Psiconautas, presentato durante la terza giornata del Future Film Festival 2016 e tra i film in competizione per il Platinum Grand Prize, diretto da Alberto Vàzquez e Pedro Rivero, è ispirato all’omonima graphic novel dello stesso Vàzquez e preceduto da Birdboy, con cui l’autore spagnolo vinse il premio per il miglior cortometraggio animato ai Goya nel 2012.

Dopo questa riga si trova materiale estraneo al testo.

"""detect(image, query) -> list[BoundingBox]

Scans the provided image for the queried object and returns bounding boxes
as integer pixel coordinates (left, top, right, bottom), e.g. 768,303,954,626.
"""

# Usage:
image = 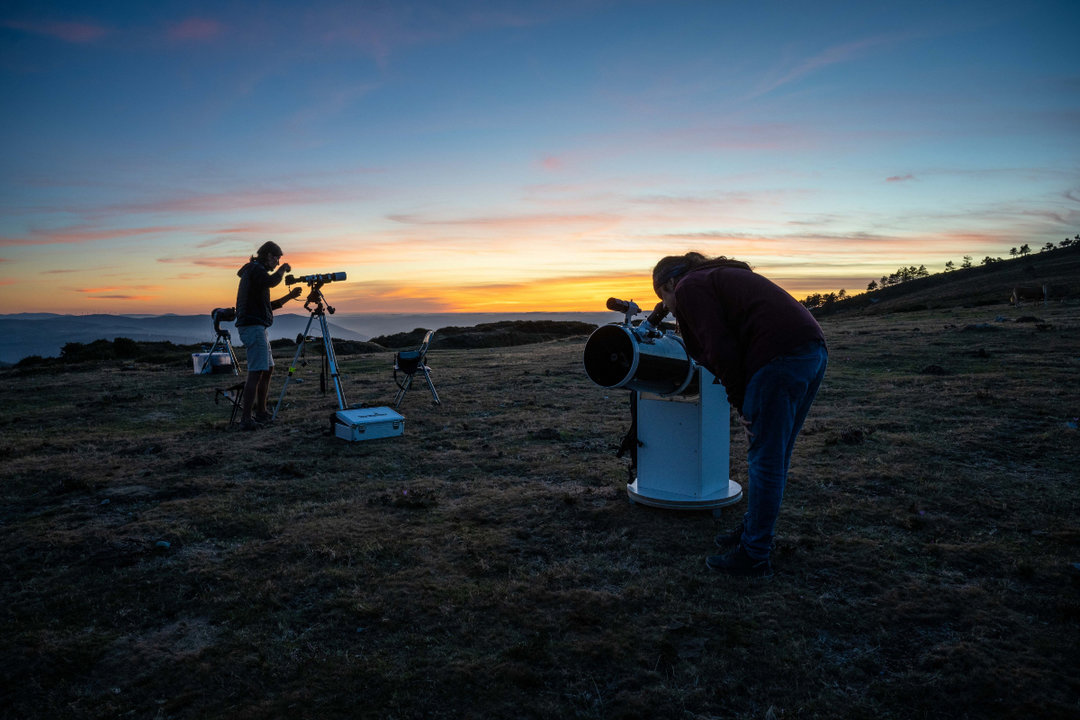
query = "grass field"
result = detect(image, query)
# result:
0,305,1080,720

Birdboy è anche il nome del protagonista di quest’opera popolata da animali antropomorfi e oggetti che prendono vita e manifestano sentimenti. Sullo sfondo un mondo degradato, dove un disastro nucleare e una vorace discarica inquinano l’isola natìa del protagonista, costringendolo alla fuga. Visivamente rappresentato come un uccello dalla grande testa tonda in abito da sera, Birdboy è un giovane malato che, in linea con il genere di individui che conferisce il titolo alla pellicola (gli psiconauti s’inducono volontariamente in stati alterati della coscienza per esplorare la propria psiche), fa uso di sostanze psicotrope per sfuggire al disagio, all’insofferenza e all’odio che prova verso ciò che lo circonda. Attorno gli gravitano altre figure, spesso coetanei, che sembrano non dare tregua né a lui e né alla dolce Dinky, la sola che comprende il suo disagio, anch’essa fuggiasca a causa di una famiglia che la opprime e inibisce una completa espressione di sé.

Psiconautas ha il pregio e il coraggio di mettere in scena un cosmo facilmente assimilabile a un futuro prossimo e distopico ma, a guardar più attentamente, non fa che sottolineare ed enfatizzare gli enormi problemi propri della società odierna, caratterizzata da un sistema che, se lungamente trascurato, aprirà scenari incontrollabili, irreversibili e apocalittici. Lo scellerato sfruttamento della natura e la conseguente invivibilità della stessa avrà pesantissimi effetti su chi la abita, costringendo la ricerca di nuovi lidi nei quali approdare e riuscire a vivere dignitosamente. Tale irrefrenabile necessità di evasione dal proprio mondo è traslata in Birdboy non solamente su un piano fisico, ma soprattutto psichico proprio attraverso l’utilizzo di sostanze proibite. I suoi viaggi mentali sono riportati sullo schermo su un piano narrativo e figurativo, facendo leva su inusuali e spigolose rappresentazioni di animali solitamente dipinti dolcemente, su un paradossale sentimentalismo di oggetti inanimati e sulla distorsione della realtà in chiave lievemente espressionista (soprattutto da un punto di vista cromatico).

Nonostante la forte e decisa critica all’uomo e al suo modo di rapportarsi con il mondo che lo ospita, all’interno dei cupi e catastrofici meandri della narrazione Vàzquez e Rivero lasciano spazio ad una piccola feritoia di speranza, legata inevitabilmente ai classici sentimenti positivi di amore e amicizia, i soli a rendere tangibile una possibilità di riscatto e un’inversione di rotta verso una più rispettosa  e solare esistenza e convivenza.